Consider the ring $S=k[x_1,\ldots,x_r]$, graded by $\mathbb N$ with each variable in degree $1$. Let $M$ be finitely generated graded $S$-module. The Hilbert function is defined by $H_M(d)=\dim_k M_d$. It is a well-known theorem of Hilbert that if $M$ is a finitely generated graded $S$-module, then $H_M(d)$ agrees with a polynomial for large $d$.
Now, consider the graded ring $S=k[z_1,z_2]$, with $\deg z_1=2,\deg z_2=3$. I have to show that the Hilbert function $H_S(d)$ is not eventually equal to a polynomial function of $d$.
The homogeneous component $S_d$ is the $k$-submodule of $S$ generated by the monomials of degree $d$. Since $\deg z_1=2$ and $\deg z_2=3$, a monomial $z_1^{\alpha_1}z_2^{\alpha_2}$ has degree $2\alpha_1+3\alpha_2$ (I'm not quite sure about this statement. Can someone verify please?). So given $d$, I have to find the total number of non-negative integer solutions to $2\alpha_1+3\alpha_2=d$. So this reduces to a problem in combinatorics. The generating function associated with the term $2\alpha_1$ is $\frac1{1-t^2}$ and with $3\alpha_2$ is $\frac1{1-t^3}$. After some tedious calculations(which I'm not including here), I got the final answer as $$H_S(d)=\begin{cases} \dfrac{(-1)^d}{4}+\dfrac14+\dfrac{d+1}6+\dfrac13,& d\equiv 0\pmod 3\\ \dfrac{(-1)^d}{4}+\dfrac14+\dfrac{d+1}6-\dfrac13,& d\equiv 1\pmod 3\\ \dfrac{(-1)^d}{4}+\dfrac14+\dfrac{d+1}6,& d\equiv 2\pmod 3 \end{cases},$$ and it seems to agree with the coefficients given here. But even after all these calculations, I'm struggling to find a solid argument to conclude the proof.

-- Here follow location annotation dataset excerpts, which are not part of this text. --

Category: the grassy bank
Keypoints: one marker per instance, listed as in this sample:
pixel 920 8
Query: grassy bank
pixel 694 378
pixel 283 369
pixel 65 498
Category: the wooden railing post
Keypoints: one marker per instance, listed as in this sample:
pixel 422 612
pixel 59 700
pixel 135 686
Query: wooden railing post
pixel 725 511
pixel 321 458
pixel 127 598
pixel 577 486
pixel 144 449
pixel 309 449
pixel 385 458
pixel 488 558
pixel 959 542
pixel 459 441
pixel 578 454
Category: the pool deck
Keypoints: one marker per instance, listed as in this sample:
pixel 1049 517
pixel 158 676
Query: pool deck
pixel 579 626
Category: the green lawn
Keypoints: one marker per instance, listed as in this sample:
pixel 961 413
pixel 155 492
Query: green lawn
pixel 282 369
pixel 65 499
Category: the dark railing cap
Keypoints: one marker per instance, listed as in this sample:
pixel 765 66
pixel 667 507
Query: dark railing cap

The generating function of $H_S(d)$ is $$f(t)=\frac1{(1-t^2)(1-t^3)}.$$ The generating function of a sequence $(a_n)_{n=0}^\infty$ of a function which is eventually polynomial always has the form $$g(t)=\frac{G(t)}{(1-t)^N}$$ where $G$ is a polynomial. In particular, $g(t)$ has poles in the complex plane only at $t=1$. But $f(t)$ has a pole at $t=-1$.